Responding to those arguments doesn't make you a racist, either. Sometimes we talk as though there are only two kinds of people in the world, racists and people who aren't racist, and if you're not the former then you can only be the latter. That's obviously not true. But let's not forget that from the moment Barack Obama was judged to have a real chance of becoming president, base conservatives have been fed a steady diet of racial resentment, from Glenn Beck telling them that Obama "has a deep-seated hatred of white people," to Rush Limbaugh telling them over and over that "Obama's entire economic program is reparations," to Andrew Breitbart's endlessly playing jukebox of racially inflammatory faux-scandals (ACORN, Shirley Sherrod, Derrick Bell). From the beginning, the conservative case against the Obama presidency has been absolutely saturated in racial resentment.
You can be sure that Mitt Romney knows this quite well. Romney is a careful student of the Republican base, in the way Alexis de Tocqueville was a student of Americans. As a visitor to their land, he has worked hard to understand them and determine what makes them tick. And he knows well that nothing will keep them enthusiastic about his candidacy more than massaging their anger and resentment.
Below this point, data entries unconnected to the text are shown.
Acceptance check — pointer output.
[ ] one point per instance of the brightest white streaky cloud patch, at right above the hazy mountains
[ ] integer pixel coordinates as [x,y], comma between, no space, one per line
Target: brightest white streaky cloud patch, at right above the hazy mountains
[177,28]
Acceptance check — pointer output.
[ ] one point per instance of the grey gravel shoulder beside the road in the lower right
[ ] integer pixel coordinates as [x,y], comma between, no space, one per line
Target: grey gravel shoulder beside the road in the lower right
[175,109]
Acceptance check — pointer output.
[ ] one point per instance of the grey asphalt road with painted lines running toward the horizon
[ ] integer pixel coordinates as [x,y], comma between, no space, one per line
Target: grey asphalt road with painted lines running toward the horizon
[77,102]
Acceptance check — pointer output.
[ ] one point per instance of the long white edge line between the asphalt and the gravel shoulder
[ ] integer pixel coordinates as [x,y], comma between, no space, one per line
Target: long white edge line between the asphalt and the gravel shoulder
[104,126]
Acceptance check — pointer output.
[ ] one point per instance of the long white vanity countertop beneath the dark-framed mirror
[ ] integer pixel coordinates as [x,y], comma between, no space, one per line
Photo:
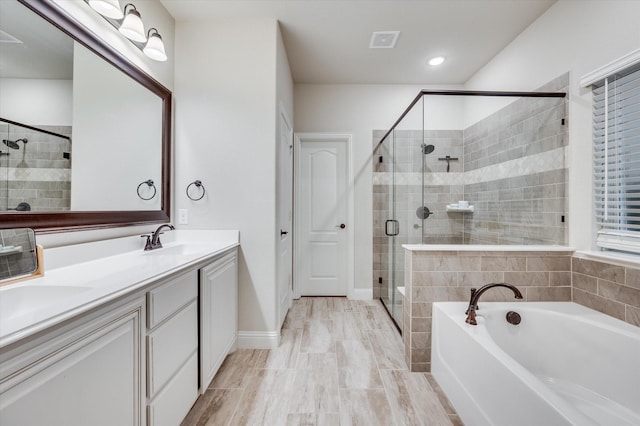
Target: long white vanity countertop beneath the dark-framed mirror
[81,277]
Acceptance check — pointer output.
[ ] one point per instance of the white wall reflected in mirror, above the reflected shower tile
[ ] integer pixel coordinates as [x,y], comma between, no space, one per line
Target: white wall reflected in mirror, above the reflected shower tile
[36,101]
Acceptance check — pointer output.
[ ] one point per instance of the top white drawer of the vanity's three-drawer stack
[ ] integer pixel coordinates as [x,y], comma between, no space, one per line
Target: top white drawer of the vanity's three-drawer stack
[168,298]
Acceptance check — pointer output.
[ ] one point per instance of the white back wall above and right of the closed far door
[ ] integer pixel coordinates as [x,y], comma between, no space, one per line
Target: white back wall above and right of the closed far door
[358,110]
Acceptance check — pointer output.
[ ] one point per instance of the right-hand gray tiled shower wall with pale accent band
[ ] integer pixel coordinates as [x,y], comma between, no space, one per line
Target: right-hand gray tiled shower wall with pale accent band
[514,172]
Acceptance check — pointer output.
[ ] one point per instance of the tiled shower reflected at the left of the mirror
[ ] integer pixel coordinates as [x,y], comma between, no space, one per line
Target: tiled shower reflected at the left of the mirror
[35,167]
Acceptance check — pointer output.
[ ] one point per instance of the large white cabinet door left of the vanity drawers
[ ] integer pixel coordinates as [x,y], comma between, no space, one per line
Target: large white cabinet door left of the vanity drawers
[96,379]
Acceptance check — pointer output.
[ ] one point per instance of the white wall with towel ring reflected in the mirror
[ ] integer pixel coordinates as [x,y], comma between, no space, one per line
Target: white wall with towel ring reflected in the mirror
[117,138]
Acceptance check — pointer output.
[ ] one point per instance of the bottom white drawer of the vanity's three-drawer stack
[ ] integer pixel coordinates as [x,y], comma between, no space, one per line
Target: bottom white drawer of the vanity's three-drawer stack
[172,405]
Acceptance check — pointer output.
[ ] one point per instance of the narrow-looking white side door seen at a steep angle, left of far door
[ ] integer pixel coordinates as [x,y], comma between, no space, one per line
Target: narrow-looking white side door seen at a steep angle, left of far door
[284,203]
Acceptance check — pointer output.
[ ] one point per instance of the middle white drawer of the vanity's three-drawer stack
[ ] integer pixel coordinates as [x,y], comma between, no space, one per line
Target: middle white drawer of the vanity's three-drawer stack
[170,346]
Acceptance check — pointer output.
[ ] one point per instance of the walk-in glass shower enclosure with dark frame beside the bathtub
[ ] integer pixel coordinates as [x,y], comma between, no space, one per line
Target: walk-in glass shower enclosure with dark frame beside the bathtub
[461,167]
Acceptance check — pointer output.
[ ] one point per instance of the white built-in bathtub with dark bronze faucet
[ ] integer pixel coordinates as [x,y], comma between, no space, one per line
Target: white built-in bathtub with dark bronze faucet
[564,364]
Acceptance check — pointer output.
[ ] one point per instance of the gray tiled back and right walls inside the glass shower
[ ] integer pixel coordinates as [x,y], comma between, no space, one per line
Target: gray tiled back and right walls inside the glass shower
[510,167]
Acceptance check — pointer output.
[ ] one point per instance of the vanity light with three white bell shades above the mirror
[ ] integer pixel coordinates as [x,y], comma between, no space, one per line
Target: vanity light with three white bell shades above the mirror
[130,25]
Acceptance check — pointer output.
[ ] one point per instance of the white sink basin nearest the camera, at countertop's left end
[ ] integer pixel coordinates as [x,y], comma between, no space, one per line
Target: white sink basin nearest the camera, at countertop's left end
[20,300]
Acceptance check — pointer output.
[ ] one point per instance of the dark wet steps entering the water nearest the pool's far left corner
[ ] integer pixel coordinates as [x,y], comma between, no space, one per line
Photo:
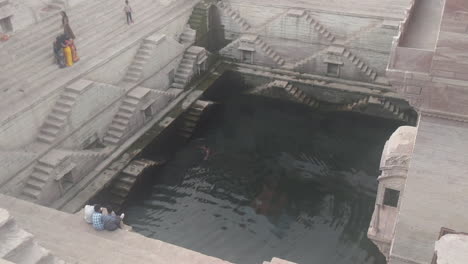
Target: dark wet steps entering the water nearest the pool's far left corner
[191,117]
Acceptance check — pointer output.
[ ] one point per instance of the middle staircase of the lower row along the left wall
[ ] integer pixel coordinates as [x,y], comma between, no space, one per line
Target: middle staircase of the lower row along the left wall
[120,122]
So Romney will continue to contrast his love for the hardworking, self-reliant business owner with Obama's hatred of same, and express his outrage at the way the president allegedly attacks them in the service of those who want "free stuff." He'll stop short of saying that Obama is literally a foreigner, though he'll make sure you know that the president doesn't "believe in America" and has a philosophy that is "foreign to the American experience." He's not just wrong, Romney says, he's alien from people like you and me. It may have taken Romney a while to arrive at this line of attack, but I suspect that he'll be sticking with it from now on.